Church of Marvels by Leslie Parry

Church of Marvels, published in 2015, is Leslie Parry’s first and, so far, her only novel but I enjoyed it so much I hope she will be writing more. It’s a dark, complex and unusual story set in New York City in 1895 and, despite comparisons with The Night Circus, I think it’s a very different sort of book.

There are three main characters to get to know. First there’s Sylvan Threadgill, a ‘night-soil collector’ who makes his living from cleaning privies, as well as fighting in the occasional amateur boxing match. One night, Sylvan finds a newborn baby girl who has been abandoned and left to lie in the dirt of the street. He rescues the baby and, as an orphan himself, resolves to find out what has happened to her parents.

Next, there’s Odile Church, who performs in a Coney Island sideshow as the girl on the wheel of death – spinning in circles as a blindfolded man throws knives in her direction. Odile is trying to come to terms with the tragic death of her mother in a fire and the disappearance of her twin sister Belle, a sword-swallower and contortionist, who has run away to Manhattan with no explanation. Worried about her sister’s state of mind, Odile decides it’s time to go and look for her.

Finally, we meet Alphie, an undertaker’s wife, who has found herself imprisoned in Blackwell’s Island Lunatic Asylum. She can’t remember how she came to be there, but she’s sure it’s part of a plot dreamed up by her mother-in-law who has never liked her and wants her out of her son’s life.

At first these felt like three completely separate storylines and I couldn’t see how they could be connected in any way. Of course they do eventually come together and then I could appreciate how cleverly structured the whole novel is, with things being revealed only when we really need to know them and the biggest plot twists kept until near the end of the book. For this reason, I can’t discuss some of the most intriguing aspects of the novel, but I will say that there is a lot going on and that there is much more to each of the characters above than meets the eye!
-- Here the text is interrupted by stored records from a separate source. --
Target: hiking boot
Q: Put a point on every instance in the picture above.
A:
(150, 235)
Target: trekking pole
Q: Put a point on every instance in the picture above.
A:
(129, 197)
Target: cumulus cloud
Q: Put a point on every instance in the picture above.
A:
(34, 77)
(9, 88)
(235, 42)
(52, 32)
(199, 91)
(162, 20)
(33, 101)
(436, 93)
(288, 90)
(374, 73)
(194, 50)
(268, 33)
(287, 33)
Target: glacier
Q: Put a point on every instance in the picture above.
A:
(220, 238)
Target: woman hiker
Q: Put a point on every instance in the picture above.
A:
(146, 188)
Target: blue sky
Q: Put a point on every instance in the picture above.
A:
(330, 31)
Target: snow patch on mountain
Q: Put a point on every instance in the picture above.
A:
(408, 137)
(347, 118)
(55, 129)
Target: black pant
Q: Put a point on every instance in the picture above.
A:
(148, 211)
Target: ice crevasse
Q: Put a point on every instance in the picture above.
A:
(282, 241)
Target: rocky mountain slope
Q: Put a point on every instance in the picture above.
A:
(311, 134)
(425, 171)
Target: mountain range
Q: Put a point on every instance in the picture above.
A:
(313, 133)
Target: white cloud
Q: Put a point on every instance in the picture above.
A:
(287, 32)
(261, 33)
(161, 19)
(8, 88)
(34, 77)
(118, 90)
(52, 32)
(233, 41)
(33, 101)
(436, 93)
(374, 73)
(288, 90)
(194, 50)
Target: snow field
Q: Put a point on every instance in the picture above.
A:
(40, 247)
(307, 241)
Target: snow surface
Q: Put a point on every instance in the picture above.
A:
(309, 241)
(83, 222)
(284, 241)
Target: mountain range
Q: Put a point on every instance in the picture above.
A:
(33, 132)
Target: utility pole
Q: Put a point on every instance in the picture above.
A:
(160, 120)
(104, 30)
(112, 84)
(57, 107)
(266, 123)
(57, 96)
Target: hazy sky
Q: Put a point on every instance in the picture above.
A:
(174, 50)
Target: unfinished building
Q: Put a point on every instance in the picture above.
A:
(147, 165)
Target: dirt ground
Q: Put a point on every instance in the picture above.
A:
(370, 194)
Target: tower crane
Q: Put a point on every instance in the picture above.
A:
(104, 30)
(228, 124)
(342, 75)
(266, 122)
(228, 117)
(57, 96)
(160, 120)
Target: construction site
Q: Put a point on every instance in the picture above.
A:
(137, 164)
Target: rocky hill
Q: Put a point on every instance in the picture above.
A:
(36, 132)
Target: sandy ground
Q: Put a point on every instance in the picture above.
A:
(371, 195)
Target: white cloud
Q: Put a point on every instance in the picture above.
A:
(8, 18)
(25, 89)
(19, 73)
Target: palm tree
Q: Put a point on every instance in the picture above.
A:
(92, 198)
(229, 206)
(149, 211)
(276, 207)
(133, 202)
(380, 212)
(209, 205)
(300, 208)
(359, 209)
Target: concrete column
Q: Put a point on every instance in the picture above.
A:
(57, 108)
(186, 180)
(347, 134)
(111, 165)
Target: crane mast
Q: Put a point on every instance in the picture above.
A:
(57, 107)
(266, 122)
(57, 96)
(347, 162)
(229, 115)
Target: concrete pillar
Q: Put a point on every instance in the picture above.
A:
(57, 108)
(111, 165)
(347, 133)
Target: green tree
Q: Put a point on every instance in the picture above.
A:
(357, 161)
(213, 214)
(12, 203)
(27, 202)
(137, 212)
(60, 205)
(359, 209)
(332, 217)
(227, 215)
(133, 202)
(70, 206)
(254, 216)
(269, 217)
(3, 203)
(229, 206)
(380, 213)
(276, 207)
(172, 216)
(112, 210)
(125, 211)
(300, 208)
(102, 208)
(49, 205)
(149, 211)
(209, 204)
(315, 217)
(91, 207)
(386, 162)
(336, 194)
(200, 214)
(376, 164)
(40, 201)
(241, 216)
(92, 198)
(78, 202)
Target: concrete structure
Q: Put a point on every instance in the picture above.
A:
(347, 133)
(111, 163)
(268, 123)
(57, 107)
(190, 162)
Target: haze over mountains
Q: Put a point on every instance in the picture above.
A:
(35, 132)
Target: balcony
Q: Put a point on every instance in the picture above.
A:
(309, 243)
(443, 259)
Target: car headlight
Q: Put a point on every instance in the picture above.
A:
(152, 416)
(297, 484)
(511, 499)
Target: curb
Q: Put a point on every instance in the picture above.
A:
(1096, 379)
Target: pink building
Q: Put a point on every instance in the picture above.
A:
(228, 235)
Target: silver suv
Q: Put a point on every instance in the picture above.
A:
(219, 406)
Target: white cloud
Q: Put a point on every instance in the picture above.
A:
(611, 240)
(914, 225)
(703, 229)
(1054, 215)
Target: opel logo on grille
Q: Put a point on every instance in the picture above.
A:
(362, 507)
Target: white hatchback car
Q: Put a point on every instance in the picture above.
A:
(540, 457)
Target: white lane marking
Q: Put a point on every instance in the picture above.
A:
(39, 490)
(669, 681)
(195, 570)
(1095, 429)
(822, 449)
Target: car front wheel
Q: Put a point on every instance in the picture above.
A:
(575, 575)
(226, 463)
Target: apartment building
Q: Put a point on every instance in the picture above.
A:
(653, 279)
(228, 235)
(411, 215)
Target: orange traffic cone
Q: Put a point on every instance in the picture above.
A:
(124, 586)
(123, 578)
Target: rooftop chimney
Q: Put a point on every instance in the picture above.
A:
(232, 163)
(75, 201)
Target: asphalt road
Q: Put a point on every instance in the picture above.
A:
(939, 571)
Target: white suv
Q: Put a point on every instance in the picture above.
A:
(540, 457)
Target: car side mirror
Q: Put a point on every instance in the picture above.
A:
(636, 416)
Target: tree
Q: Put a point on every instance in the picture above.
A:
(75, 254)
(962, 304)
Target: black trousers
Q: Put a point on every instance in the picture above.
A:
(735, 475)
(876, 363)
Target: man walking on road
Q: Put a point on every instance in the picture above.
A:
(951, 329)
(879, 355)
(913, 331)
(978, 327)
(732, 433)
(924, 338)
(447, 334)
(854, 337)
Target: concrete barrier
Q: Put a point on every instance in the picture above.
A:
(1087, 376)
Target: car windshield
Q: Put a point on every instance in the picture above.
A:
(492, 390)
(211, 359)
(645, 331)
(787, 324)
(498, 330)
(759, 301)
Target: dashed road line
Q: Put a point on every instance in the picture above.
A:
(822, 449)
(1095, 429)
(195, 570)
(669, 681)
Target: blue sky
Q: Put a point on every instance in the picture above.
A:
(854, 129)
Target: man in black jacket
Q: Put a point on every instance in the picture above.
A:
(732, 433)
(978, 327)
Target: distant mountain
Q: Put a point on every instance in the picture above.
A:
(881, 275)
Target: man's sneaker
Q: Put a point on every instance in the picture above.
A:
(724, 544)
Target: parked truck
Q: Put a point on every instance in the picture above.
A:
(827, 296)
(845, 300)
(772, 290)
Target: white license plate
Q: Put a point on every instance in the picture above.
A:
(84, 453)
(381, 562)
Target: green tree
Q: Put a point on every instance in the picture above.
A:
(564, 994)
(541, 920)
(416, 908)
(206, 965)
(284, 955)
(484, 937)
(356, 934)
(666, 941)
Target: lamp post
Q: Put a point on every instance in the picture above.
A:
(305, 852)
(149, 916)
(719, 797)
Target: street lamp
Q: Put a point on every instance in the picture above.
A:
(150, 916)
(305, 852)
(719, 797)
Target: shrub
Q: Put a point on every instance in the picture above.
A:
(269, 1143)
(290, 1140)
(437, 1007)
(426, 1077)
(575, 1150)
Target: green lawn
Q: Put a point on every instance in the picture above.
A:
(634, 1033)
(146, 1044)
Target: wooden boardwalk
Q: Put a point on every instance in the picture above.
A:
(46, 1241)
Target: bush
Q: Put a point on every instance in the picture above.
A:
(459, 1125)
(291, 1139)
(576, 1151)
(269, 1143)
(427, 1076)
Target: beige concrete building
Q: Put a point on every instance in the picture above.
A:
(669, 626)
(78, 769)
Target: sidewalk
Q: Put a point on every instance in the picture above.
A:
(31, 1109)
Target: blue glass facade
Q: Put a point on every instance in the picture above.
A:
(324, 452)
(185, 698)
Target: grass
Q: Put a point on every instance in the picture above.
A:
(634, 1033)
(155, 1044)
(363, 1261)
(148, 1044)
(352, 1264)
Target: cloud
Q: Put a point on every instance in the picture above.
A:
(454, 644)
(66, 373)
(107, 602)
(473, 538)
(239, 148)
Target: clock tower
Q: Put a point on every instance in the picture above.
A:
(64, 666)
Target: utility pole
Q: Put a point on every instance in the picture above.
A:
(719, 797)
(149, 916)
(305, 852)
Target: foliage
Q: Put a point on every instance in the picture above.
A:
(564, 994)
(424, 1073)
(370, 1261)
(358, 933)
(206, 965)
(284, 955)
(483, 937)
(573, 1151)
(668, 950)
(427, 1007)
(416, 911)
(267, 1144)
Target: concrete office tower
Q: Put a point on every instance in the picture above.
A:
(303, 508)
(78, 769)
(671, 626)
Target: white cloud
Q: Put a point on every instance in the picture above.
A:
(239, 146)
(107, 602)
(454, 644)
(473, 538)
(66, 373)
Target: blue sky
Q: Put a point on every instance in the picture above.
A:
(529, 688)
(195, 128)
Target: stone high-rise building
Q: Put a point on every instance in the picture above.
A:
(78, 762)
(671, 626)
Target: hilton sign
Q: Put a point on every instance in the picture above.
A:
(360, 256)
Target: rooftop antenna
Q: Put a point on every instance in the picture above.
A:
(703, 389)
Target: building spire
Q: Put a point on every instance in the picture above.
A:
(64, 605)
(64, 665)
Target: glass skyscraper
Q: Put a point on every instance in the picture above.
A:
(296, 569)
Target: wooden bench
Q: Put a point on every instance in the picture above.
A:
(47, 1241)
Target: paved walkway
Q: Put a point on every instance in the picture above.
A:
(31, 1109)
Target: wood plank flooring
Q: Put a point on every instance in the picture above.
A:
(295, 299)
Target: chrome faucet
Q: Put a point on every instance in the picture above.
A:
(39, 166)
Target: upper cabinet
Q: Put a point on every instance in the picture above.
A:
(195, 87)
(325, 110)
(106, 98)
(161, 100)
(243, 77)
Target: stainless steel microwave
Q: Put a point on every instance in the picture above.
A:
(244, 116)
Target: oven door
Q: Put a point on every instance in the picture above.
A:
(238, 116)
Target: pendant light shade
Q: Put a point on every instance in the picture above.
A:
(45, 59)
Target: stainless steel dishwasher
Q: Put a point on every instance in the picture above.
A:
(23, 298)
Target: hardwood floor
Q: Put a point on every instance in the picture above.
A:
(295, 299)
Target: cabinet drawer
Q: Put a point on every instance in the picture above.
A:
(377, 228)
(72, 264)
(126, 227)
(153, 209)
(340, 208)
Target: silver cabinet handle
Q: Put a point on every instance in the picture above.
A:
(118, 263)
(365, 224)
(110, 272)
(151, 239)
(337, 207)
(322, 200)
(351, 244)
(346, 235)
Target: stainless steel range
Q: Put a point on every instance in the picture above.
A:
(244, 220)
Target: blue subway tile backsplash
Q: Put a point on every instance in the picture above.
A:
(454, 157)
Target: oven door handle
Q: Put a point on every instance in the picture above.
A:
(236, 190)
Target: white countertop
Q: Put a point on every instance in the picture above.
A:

The circus element, which is probably one of the things that draws a lot of readers to this novel, is actually a fairly small part of the story and only a few scenes are set at Coney Island. Most of the action takes place in New York and, more specifically, in the dark side of New York, a world of asylums, opium dens and underground tunnels. The people who populate these dark and unpleasant places are those who are considered to be social outcasts; misfits; men, women and children who are ‘different’ in some way. Odile, Belle, Sylvan and Alphie all fit into this category and I had a lot of sympathy for each of them – life has not been easy for them and all they want is to have a chance of happiness.

Although it is certainly not the most cheerful or uplifting of novels, I found Church of Marvels a fascinating read and, as I’ve said, I would love to read more by Leslie Parry.

12 thoughts on “Church of Marvels by Leslie Parry

  1. piningforthewest says:

    I’m glad that you mentioned that the circus doesn’t play a huge part in this book as I’ve never liked them, not even as a child. I might give this one a go. Thanks.

    • Helen says:

      I think it would be worth trying, as it’s only really the first few chapters that are set at the circus; most of the book focuses on the characters and their lives in New York.

  2. Lark says:

    I’d forgotten about this book. I always meant to read it, but it somehow got lost among my many To Read lists. Glad you reminded me about it. 🙂

    • Helen says:

      I meant to read it when it was first published, then I forgot about it too. There were just so many other books needing to be read!

    • Helen says:

      Yes, it is much darker than I thought it would be. I think if you picked this book up expecting a book about a circus you might be disappointed, as the circus is really just a starting point for exploring the lives of the characters.

  3. Judy Krueger says:

    I have always meant to read this and thank you for reminding me. It sounds quite like my kind of book.